Anamorfosi
Allegri, Monteverdi
Le Poème Harmonique, Vincent Dumestre
Alpha 438. 73’10
Gregorio Allegri: Miserere mei, Deus
Luigi Rossi: Un allato messagier
Claudio Monteverdi: Si dolce è ‘l martire
Anon: Domine, ne in furore tuo
Domenicho Mazzocchi: Breve è la vita nostra
Antonio Maria Abbatini: Sinfonia La comica del cielo
Marco Marazzoli: Chi fà, Un sonno ohimè
Claudio Monteverdi: Maria, quid ploras, Pascha concelebranda
The word “Anamorphosis” is described by Wikipedia as “a distorted projection or perspective requiring the viewer to occupy a specific vantage point, use special devices or both to view a recognizable image”. In the UK it is perhaps best known through its use Holbein’s famous 1533 painting The Ambassadors where what seems to be an elongated smudge across the bottom of the painting turns out to be a skull (a memento mori) when viewed sideways from the right-hand corner of the picture. It is that notion of artistic distortion that Vincent Dumestre and his Le Poème Harmonique explore in musical terms in this recording of music from the early Baroque era, a period when the structures of the Renaissance were successively deconstructed, and viewed from a different perspective through a lens of ornamentation and elaboration.
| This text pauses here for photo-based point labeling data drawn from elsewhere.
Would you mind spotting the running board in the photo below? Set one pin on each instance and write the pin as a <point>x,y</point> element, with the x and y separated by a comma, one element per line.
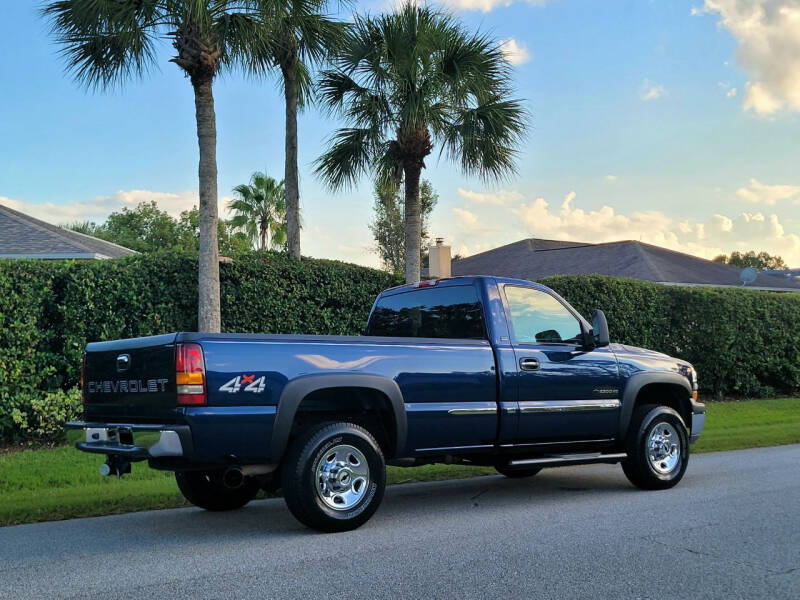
<point>557,460</point>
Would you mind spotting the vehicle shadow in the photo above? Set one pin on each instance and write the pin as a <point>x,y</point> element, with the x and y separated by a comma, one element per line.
<point>269,520</point>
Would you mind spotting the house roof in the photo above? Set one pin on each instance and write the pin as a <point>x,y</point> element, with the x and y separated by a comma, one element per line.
<point>536,258</point>
<point>22,236</point>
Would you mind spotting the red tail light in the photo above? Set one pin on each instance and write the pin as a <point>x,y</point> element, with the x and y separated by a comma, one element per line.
<point>190,374</point>
<point>83,379</point>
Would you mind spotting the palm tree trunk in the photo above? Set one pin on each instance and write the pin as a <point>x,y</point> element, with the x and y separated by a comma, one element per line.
<point>208,313</point>
<point>413,221</point>
<point>290,173</point>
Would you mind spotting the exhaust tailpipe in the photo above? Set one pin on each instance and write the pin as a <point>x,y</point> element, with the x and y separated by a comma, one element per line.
<point>233,478</point>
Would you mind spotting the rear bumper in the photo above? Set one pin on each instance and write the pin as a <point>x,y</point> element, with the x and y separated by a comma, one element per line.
<point>133,442</point>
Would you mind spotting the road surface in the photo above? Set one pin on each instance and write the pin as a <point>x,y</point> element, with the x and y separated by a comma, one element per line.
<point>731,529</point>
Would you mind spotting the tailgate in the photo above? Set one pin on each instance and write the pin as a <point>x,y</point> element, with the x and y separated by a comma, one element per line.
<point>131,381</point>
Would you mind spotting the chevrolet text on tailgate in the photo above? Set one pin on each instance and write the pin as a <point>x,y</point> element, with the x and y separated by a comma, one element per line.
<point>468,370</point>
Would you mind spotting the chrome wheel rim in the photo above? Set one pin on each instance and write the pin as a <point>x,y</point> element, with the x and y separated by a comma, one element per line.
<point>663,448</point>
<point>342,477</point>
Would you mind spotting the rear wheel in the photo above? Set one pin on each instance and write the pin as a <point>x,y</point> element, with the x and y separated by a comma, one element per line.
<point>333,477</point>
<point>206,490</point>
<point>657,448</point>
<point>512,473</point>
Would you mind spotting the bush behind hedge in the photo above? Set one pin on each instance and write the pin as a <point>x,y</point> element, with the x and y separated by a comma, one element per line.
<point>741,341</point>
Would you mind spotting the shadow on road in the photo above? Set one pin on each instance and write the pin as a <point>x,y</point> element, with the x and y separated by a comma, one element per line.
<point>269,520</point>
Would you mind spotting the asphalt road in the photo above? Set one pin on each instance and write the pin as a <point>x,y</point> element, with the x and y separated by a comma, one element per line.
<point>731,529</point>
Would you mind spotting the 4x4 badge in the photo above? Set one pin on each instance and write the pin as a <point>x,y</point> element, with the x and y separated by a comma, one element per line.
<point>244,383</point>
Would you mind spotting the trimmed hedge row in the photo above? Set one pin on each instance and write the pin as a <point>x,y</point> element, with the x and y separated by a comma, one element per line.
<point>50,309</point>
<point>742,342</point>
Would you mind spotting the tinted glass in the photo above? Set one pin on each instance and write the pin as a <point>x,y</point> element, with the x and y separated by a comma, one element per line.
<point>446,312</point>
<point>537,317</point>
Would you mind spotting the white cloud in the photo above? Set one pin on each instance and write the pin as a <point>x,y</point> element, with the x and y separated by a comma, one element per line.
<point>466,218</point>
<point>486,5</point>
<point>489,226</point>
<point>761,193</point>
<point>651,91</point>
<point>499,198</point>
<point>516,53</point>
<point>768,36</point>
<point>98,208</point>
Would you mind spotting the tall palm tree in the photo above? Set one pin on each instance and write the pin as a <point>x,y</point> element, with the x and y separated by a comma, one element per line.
<point>410,80</point>
<point>260,211</point>
<point>301,35</point>
<point>106,42</point>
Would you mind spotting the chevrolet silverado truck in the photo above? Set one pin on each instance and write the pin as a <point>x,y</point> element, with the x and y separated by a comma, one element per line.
<point>467,370</point>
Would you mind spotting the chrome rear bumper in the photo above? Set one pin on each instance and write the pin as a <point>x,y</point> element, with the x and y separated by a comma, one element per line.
<point>133,442</point>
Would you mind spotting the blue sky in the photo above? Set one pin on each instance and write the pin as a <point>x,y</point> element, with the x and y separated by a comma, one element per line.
<point>670,121</point>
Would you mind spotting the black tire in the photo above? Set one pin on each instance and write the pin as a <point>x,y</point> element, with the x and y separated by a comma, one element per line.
<point>504,469</point>
<point>206,490</point>
<point>651,472</point>
<point>312,451</point>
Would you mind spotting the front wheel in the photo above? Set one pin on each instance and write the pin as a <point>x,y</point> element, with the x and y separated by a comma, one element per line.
<point>658,448</point>
<point>333,477</point>
<point>206,490</point>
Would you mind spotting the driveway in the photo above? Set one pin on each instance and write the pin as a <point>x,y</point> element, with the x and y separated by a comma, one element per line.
<point>731,529</point>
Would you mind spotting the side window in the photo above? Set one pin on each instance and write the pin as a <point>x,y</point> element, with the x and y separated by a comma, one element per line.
<point>538,318</point>
<point>446,312</point>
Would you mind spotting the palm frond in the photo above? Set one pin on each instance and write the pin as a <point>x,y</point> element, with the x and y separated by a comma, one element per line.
<point>104,42</point>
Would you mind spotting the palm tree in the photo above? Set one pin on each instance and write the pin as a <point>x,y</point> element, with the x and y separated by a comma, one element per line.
<point>106,42</point>
<point>407,81</point>
<point>301,35</point>
<point>260,211</point>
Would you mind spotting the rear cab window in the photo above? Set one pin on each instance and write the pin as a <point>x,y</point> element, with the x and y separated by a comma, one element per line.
<point>453,311</point>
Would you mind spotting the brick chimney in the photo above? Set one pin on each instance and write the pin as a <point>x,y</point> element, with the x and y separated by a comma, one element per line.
<point>439,260</point>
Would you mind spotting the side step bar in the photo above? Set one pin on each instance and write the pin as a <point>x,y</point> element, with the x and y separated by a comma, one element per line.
<point>557,460</point>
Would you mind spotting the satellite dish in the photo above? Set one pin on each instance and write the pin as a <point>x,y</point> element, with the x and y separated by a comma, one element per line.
<point>748,275</point>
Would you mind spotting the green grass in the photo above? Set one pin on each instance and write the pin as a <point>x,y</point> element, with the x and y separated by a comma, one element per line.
<point>62,483</point>
<point>750,424</point>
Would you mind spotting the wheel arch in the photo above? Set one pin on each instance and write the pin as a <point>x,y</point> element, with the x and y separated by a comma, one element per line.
<point>668,389</point>
<point>298,390</point>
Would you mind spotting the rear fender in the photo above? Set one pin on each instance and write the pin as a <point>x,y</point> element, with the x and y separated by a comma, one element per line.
<point>297,389</point>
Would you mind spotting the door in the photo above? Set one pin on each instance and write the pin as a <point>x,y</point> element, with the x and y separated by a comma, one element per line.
<point>566,393</point>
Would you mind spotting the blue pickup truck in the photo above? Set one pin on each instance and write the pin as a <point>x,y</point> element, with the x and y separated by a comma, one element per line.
<point>468,370</point>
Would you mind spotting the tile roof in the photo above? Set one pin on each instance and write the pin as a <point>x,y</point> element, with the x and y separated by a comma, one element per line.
<point>536,258</point>
<point>22,236</point>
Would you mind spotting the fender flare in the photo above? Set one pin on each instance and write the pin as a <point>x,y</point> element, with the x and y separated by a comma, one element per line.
<point>297,389</point>
<point>635,383</point>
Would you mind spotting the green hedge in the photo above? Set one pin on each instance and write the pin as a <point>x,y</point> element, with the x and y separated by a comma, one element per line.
<point>50,309</point>
<point>742,342</point>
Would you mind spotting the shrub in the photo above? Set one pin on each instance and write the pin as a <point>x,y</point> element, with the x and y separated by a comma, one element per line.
<point>49,310</point>
<point>43,420</point>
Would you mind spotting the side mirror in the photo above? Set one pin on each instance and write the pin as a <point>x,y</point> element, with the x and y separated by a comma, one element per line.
<point>600,329</point>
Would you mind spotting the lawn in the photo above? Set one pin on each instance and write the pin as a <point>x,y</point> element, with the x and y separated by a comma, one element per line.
<point>61,483</point>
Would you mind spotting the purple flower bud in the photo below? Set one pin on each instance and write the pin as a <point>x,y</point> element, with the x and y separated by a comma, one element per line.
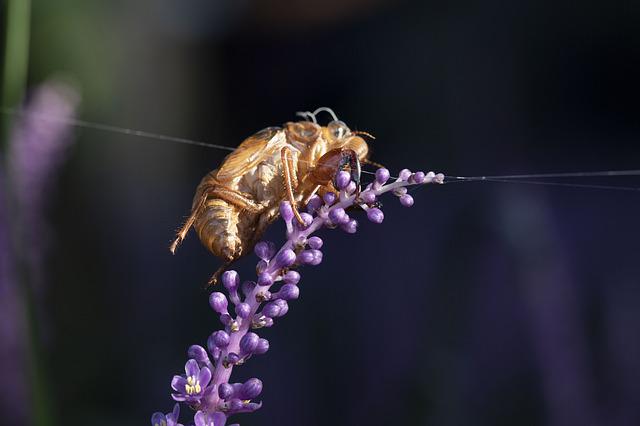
<point>248,343</point>
<point>306,218</point>
<point>231,280</point>
<point>198,353</point>
<point>225,391</point>
<point>218,302</point>
<point>243,310</point>
<point>247,287</point>
<point>263,296</point>
<point>317,257</point>
<point>315,242</point>
<point>406,200</point>
<point>382,176</point>
<point>265,279</point>
<point>338,215</point>
<point>271,310</point>
<point>350,227</point>
<point>250,389</point>
<point>305,257</point>
<point>375,215</point>
<point>342,179</point>
<point>292,277</point>
<point>265,250</point>
<point>261,266</point>
<point>285,258</point>
<point>262,347</point>
<point>283,305</point>
<point>286,211</point>
<point>289,292</point>
<point>404,175</point>
<point>314,204</point>
<point>232,358</point>
<point>418,177</point>
<point>329,198</point>
<point>368,196</point>
<point>220,339</point>
<point>234,405</point>
<point>400,191</point>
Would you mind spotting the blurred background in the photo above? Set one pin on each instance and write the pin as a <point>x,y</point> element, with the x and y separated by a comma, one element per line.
<point>484,304</point>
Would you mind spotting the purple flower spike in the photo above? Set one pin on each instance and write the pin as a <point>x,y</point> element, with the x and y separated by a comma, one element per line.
<point>289,292</point>
<point>265,250</point>
<point>315,242</point>
<point>216,399</point>
<point>285,259</point>
<point>230,280</point>
<point>342,179</point>
<point>243,310</point>
<point>406,200</point>
<point>191,388</point>
<point>329,198</point>
<point>263,347</point>
<point>375,215</point>
<point>382,176</point>
<point>368,196</point>
<point>225,391</point>
<point>221,339</point>
<point>248,343</point>
<point>292,277</point>
<point>250,389</point>
<point>404,175</point>
<point>286,211</point>
<point>350,227</point>
<point>218,302</point>
<point>265,279</point>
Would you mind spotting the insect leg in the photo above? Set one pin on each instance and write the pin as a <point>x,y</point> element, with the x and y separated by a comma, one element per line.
<point>373,163</point>
<point>289,179</point>
<point>350,158</point>
<point>182,233</point>
<point>236,198</point>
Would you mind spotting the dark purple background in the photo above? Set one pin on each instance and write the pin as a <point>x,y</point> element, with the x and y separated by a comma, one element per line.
<point>484,304</point>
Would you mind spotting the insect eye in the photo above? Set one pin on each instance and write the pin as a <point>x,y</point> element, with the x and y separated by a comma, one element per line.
<point>338,129</point>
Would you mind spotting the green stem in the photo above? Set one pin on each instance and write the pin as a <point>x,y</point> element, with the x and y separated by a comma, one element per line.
<point>16,58</point>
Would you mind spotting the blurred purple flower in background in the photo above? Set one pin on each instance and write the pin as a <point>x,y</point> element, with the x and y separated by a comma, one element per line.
<point>206,386</point>
<point>38,141</point>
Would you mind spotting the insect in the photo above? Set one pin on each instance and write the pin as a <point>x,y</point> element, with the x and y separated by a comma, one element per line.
<point>235,203</point>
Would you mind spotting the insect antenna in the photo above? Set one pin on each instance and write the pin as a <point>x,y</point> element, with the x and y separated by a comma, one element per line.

The recording opens with Allegri’s famed 1630 Miserere, but not as you may know it. The alternating chanted and harmonised verses are based on the familiar versions, but with an extraordinary kaleidoscope of vocal elaborations enfolding the vocal lines. Given the background to the piece, and the known practice of improvised ornamentation, there is no reason why this version is not just as close to the elusive original as many other versions – possibly a lot closer.
The recording continues with related musical slights of hand, notably that of altering the text of pieces whilst retaining the music. Example here are Monteverdi’s Lamento from Ariano, transformed into the sacred lament Pianto della Madonna, and Rossi’s famed Lament of the Queen of Sweden transformed into a lament on the death of Christ. Examples of parody include an opera performed in front of the same Queen of Sweden – Marazzoli’s La vita humana.
The 9 singers and 8 instrumentalists of Le Poème Harmonique are on very impressive form, notably Deborah Cachet, soprano, and Eva Zaicik, mezzo. Although the organ looks (from the recording photos) to be a standard-issue box organ it makes its presence heard well.